Michaelson v. Wassmann (In re Promise Healthcare Group, LLC)
- Summarized by David Treacy , U.S. Bankruptcy Court, Eastern District of Kentucky
- 11 months 4 weeks ago
- Case Type:
- Business
- Case Status:
- Affirmed
- Citation:
- No. 24-2159 (3rd Circuit, Mar 03,2025) Published
- Tag(s):
-
- Ruling:
- The Third Circuit affirmed a bankruptcy court's summary judgment ruling that a claim is not time barred when the claimant timely files a proof of claim in the bankruptcy case but does not file a complaint before the later of the expiration of a state law limitations period and thirty days after the automatic stay terminates under 11 U.S.C. § 108(c)(2). The circuit court disagreed that (1) a court should assess whether a claim is allowed as of the evaluation date, not the petition date; and (2) a creditor must timely file a non-bankruptcy action to protect its bankruptcy claim.
- Procedural context:
- After the U.S. Bankruptcy Court for the District of Delaware issued its order denying a motion for summary judgment by liquidating trustee Robert Michaelson, seeking to disallow a claim as untimely, the trustee sought leave to pursue a direct appeal to the Third Circuit. The U.S. District Court for the District of Delaware granted the motion and certified the interlocutory order for a direct appeal to the circuit pursuant to 28 U.S.C. § 158(d)(2)(A)(i) and (iii). The Third Circuit accepted the appeal. In affirming the bankruptcy court, the circuit court noted that, on remand, the district court will have to try claimant Patrick Wassmans's underlying personal injury claim pursuant to 28 U.S.C. §§ 157(b)(2)(O) and (b)(5) as the parties had not consented to having the bankruptcy court decide the dispute.
- Facts:
- Promise Healthcare Group, LLC and its affiliates, operators of hospital and nursing facilities, sought bankruptcy relief under chapter 11 on November 18, 2018. Before the proof of claim deadline passed, Appellee Patrick Wassmann filed a $10 million claim based on allegedly negligent care he'd received in a facility between March 9 and June 15, 2017. The medical malpractice claim was subject to a two-year statute of limitations under Florida law.
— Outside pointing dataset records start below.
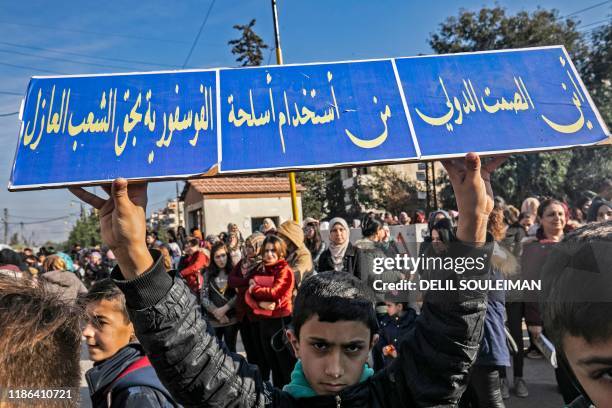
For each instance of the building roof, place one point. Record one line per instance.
(242, 185)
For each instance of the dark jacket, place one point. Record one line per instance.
(349, 261)
(138, 388)
(281, 291)
(213, 297)
(391, 332)
(240, 283)
(191, 267)
(494, 348)
(367, 252)
(535, 254)
(431, 370)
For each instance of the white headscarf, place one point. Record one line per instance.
(338, 251)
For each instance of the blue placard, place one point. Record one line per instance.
(96, 128)
(503, 101)
(92, 129)
(312, 116)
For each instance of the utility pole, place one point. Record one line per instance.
(5, 225)
(427, 189)
(433, 179)
(178, 210)
(279, 61)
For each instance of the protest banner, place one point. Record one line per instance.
(169, 125)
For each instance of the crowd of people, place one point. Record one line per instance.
(267, 287)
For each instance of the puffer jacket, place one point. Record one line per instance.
(114, 382)
(281, 290)
(367, 253)
(431, 370)
(299, 260)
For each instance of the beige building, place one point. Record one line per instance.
(211, 203)
(169, 217)
(412, 171)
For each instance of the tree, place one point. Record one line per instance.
(334, 195)
(559, 174)
(86, 231)
(248, 47)
(388, 189)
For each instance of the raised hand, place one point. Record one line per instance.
(471, 183)
(123, 223)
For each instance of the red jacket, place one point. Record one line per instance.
(191, 270)
(281, 291)
(240, 282)
(535, 254)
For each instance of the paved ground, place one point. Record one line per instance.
(539, 376)
(542, 386)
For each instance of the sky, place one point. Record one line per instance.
(83, 37)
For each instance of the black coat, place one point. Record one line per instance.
(432, 368)
(139, 388)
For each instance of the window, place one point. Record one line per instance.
(257, 222)
(195, 219)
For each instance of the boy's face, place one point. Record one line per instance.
(592, 365)
(107, 330)
(332, 354)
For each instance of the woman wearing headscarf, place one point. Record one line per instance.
(235, 247)
(341, 255)
(313, 241)
(268, 226)
(249, 323)
(233, 228)
(551, 223)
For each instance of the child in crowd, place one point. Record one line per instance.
(122, 375)
(400, 319)
(334, 322)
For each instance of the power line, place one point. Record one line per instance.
(608, 20)
(585, 9)
(63, 59)
(199, 32)
(106, 34)
(31, 68)
(590, 30)
(31, 47)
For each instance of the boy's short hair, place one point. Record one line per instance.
(333, 297)
(105, 289)
(405, 305)
(577, 284)
(41, 337)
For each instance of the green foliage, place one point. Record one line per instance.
(334, 195)
(560, 174)
(86, 231)
(389, 190)
(248, 47)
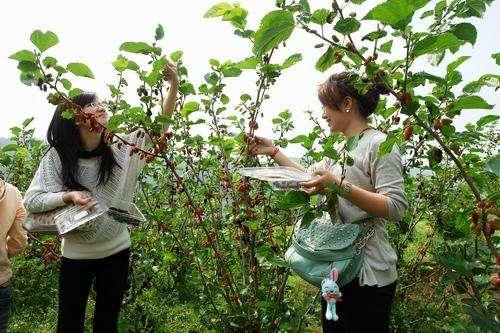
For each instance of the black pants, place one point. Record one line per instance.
(362, 309)
(76, 278)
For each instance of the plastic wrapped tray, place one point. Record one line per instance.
(278, 177)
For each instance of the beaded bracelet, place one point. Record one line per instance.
(274, 152)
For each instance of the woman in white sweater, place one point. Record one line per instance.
(78, 169)
(373, 186)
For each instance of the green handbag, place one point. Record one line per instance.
(324, 245)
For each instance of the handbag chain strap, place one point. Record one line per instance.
(361, 242)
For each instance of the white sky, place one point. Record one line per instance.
(91, 32)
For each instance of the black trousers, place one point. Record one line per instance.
(75, 280)
(362, 309)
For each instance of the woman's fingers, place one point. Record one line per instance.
(313, 183)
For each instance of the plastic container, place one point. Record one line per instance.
(278, 177)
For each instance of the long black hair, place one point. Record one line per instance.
(64, 137)
(333, 91)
The bankruptcy court confirmed Debtors’ reorganization plan in September 2020 and the plan went into effect on October 1, 2020. Under 11 U.S.C. § 108(c)(2), Wassmann had until November 1, 2020 to file a state court action but opted not to, seeking recovery in the bankruptcy court alone. The trustee moved for a summary judgment in February 2023, contending Wassann's claim should be disallowed. The trustee argued: "even though the claim was timely as of the petition date . . . it became untimely by the time the [t]rustee objected to it and it was evaluated. He urges that the latter date, and not the petition date, is the appropriate reference point for evaluating a claim’s validity. The [t]rustee also urges that Wassmann’s claim is barred because Wassmann failed to file a timely state court complaint in addition to his Chapter 11 proof of claim." The bankruptcy judge denied the trustee's motion, leading to this interlocutory appeal.